Implementation-defined behaviour in montgomery_reduce()

Question

Implementation-defined behaviour in montgomery_reduce()

rod-chapman opened this issue 3 months ago · 1 comments

Our attempts at formal verification of the montgomery_reduce() function in ref/reduce.c reveal that this function depends on a subtle implementation-defined behaviour - namely a cast from int32_t to int16_t when the valued being converted lies outside the range of int16_t. (See C17 or C23 standards, para 6.3.1.3 for details.)

This is unfortunate from a portability point of view. It also confounds understanding of the code, since the actual semantics typically implemented by gcc and clang is rather non-obvious.

For example, line 20 of reduce.c:
t = (int16_t)a * QINV;
the cast of a to int16_t exhibits implementation-defined behaviour. There is also a second (invisible, implicit) cast there to int16_t that follows the evaluation of the multiplication, just before the assignment to t takes place.

I have developed an alternative implementation that is free from such non-portable behaviour.

Answer 1 · 2024-06-07T03:50:20.000Z

Conceptually, a * QINV is an unsigned computation mod 2^16, so I think the conversion int32_t -> int16_t should be replaced by int32_t -> uint16_t, which is well-defined. However, the result must then be lifted to a signed canonical representative, and I have not come across a C implementation not implementing uint16_t -> int16_t as exactly that (anyone else?). Still, @rod-chapman's right that this is strictly speaking implementation-defined.

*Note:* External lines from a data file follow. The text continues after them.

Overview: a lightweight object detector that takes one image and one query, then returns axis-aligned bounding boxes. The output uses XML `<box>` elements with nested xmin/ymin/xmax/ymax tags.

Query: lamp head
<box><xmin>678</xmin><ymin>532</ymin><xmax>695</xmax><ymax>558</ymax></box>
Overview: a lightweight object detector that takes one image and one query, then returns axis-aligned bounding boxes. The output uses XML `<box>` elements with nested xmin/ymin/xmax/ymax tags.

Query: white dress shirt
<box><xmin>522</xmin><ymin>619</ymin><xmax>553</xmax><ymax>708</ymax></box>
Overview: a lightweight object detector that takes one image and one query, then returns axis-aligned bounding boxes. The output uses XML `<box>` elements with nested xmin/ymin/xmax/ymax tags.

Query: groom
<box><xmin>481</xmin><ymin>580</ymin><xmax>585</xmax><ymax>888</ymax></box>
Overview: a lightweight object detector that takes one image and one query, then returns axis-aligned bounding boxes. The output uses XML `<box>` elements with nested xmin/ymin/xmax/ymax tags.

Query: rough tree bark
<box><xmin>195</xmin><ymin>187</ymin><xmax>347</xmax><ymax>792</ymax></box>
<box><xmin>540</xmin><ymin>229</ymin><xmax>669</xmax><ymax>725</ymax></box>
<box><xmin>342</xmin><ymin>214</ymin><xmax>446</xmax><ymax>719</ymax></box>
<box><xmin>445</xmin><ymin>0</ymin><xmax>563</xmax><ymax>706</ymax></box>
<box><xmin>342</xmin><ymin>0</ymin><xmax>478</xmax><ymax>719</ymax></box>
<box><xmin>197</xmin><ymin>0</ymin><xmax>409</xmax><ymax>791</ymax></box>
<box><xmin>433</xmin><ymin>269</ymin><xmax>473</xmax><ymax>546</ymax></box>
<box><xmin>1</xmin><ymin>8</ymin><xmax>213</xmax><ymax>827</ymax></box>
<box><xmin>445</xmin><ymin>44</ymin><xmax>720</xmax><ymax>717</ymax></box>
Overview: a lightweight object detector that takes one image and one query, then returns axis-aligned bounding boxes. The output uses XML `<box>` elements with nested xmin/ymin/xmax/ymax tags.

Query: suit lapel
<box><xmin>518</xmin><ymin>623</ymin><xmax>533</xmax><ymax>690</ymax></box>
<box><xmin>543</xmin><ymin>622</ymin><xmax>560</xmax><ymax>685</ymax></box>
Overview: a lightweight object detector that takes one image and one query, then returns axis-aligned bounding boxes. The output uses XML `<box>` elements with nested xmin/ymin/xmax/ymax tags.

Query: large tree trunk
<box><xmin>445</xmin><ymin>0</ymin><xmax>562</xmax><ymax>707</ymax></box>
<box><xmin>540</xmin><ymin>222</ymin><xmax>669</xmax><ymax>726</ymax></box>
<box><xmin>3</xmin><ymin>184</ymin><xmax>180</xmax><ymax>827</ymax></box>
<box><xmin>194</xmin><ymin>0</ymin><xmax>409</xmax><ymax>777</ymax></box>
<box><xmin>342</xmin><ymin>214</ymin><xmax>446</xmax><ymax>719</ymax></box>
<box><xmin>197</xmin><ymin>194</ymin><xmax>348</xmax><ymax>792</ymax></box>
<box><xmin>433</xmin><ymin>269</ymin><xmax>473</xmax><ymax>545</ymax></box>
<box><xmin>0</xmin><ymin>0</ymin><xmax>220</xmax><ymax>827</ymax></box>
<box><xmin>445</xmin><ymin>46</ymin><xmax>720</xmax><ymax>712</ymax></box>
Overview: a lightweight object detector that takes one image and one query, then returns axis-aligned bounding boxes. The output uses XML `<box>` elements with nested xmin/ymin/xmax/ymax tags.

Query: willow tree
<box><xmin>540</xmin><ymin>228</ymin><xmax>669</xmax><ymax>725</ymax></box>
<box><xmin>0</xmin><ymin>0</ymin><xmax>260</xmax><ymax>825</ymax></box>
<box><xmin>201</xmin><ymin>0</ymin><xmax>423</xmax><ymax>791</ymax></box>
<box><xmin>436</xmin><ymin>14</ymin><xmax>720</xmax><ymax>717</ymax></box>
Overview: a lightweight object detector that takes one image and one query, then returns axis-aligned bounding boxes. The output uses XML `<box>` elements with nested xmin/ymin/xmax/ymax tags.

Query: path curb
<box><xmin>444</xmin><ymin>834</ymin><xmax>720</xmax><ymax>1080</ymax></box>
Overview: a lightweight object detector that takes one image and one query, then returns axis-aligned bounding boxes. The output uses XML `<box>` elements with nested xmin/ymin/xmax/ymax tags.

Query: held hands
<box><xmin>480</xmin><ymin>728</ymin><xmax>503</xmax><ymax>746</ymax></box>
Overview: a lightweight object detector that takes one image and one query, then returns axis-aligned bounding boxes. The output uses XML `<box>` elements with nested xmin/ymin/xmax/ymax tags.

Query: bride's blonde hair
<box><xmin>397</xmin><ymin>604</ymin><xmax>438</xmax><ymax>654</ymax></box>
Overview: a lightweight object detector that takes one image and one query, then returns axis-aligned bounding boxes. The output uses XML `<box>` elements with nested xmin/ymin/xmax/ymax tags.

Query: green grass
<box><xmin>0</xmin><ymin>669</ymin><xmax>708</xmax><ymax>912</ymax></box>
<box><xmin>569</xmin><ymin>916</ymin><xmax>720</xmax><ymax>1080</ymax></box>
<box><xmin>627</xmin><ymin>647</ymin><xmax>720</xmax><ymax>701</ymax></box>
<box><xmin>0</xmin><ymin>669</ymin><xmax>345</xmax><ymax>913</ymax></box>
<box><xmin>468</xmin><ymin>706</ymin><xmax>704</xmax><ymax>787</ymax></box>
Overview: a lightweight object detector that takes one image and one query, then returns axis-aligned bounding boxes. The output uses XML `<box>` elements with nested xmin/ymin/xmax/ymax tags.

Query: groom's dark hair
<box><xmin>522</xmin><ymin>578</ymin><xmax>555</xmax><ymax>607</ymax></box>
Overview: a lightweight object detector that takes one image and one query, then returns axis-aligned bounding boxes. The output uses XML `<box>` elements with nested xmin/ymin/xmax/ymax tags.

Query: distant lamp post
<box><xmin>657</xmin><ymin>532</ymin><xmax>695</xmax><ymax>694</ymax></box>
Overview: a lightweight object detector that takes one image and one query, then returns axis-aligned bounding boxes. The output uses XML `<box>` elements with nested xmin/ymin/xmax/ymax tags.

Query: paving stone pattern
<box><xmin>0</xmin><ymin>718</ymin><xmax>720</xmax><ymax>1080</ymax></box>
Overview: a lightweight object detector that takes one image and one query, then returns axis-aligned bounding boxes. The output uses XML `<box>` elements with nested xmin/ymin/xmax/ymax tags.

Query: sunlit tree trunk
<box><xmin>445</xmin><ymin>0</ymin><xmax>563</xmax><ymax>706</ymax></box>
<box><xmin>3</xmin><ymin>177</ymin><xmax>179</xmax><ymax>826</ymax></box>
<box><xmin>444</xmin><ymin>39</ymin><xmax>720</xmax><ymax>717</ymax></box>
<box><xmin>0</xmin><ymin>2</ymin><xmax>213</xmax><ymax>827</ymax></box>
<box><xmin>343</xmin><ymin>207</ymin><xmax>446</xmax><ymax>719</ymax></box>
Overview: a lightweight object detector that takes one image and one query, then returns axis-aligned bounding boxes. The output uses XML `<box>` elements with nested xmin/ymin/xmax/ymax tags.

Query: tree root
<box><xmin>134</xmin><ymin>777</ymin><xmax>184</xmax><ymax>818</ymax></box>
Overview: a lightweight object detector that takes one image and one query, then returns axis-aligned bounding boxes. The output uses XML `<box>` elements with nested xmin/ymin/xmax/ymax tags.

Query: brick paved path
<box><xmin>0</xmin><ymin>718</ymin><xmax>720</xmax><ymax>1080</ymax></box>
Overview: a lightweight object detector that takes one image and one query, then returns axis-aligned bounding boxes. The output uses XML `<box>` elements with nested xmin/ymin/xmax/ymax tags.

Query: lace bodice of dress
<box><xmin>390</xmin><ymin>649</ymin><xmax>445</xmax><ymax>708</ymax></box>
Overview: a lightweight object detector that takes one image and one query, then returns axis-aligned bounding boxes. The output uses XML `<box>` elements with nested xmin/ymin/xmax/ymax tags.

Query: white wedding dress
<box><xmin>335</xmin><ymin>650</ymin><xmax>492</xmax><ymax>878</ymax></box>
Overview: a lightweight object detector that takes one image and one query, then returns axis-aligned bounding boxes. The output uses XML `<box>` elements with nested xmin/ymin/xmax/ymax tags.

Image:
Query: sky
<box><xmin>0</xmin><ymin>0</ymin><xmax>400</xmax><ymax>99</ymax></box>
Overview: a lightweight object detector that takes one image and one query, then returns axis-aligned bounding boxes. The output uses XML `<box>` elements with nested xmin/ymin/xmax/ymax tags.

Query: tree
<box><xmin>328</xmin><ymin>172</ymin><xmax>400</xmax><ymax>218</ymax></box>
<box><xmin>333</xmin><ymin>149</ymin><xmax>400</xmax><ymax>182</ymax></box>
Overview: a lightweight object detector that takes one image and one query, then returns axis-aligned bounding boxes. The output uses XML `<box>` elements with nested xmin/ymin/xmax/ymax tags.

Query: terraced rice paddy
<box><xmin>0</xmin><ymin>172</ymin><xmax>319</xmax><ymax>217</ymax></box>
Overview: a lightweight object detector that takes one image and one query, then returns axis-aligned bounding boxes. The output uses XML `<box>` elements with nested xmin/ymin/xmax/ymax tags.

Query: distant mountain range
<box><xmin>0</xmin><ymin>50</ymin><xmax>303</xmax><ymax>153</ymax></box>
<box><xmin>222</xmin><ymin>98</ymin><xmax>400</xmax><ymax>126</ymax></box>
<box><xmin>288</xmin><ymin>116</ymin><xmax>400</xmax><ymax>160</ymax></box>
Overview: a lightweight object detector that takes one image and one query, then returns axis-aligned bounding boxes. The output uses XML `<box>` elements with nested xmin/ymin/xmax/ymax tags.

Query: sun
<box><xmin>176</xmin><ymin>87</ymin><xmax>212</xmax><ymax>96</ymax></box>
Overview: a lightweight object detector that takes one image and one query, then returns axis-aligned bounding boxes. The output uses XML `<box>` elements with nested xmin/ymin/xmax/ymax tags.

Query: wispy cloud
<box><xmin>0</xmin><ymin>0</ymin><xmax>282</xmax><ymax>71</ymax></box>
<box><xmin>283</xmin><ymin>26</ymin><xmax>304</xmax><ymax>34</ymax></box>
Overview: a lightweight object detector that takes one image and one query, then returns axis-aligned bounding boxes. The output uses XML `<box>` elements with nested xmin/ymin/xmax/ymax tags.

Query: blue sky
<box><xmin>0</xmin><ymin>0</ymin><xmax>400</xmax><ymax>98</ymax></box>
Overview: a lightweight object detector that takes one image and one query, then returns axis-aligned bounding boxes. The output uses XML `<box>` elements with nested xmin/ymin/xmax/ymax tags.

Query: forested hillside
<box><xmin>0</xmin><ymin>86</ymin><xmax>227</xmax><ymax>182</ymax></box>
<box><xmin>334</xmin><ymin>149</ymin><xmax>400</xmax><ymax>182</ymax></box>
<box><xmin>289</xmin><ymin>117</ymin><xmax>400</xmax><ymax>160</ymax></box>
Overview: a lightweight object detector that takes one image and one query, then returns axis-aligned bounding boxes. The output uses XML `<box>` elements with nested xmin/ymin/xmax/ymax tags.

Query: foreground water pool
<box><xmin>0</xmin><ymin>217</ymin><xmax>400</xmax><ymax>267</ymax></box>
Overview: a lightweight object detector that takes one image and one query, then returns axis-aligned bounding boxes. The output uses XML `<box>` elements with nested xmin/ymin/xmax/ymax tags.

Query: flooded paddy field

I'd be inclined to merely document this limitation (in the code and at the top-level stating the C language requirements for this repository) and change the code to something like this:

int16_t montgomery_reduce(int32_t a)
{
  uint16_t u;
  int16_t t;
  // Compute a*q^{-1} mod 2^16 in unsigned representatives
  u = (uint16_t)a * QINV;
  // Lift to signed canonical representative mod 2^16.
  // PORTABILITY: This relies on uint16_t -> int16_t
  // being implemented as the inverse of int16_t -> uint16_t,
  // which is not mandated by the standard.
  t = (int16_t) u;
  // By construction, the LHS is divisible by 2^16
  t = (a - (int32_t)t*KYBER_Q) >> 16;
  return t;
}

(NB: IIUC, semantically the arithmetic (uint16_t) a * QINV would still be signed (if sizeof(int) > 2) due to integer promotion, but that doesn't matter, again since cast to an unsigned type is always well-defined)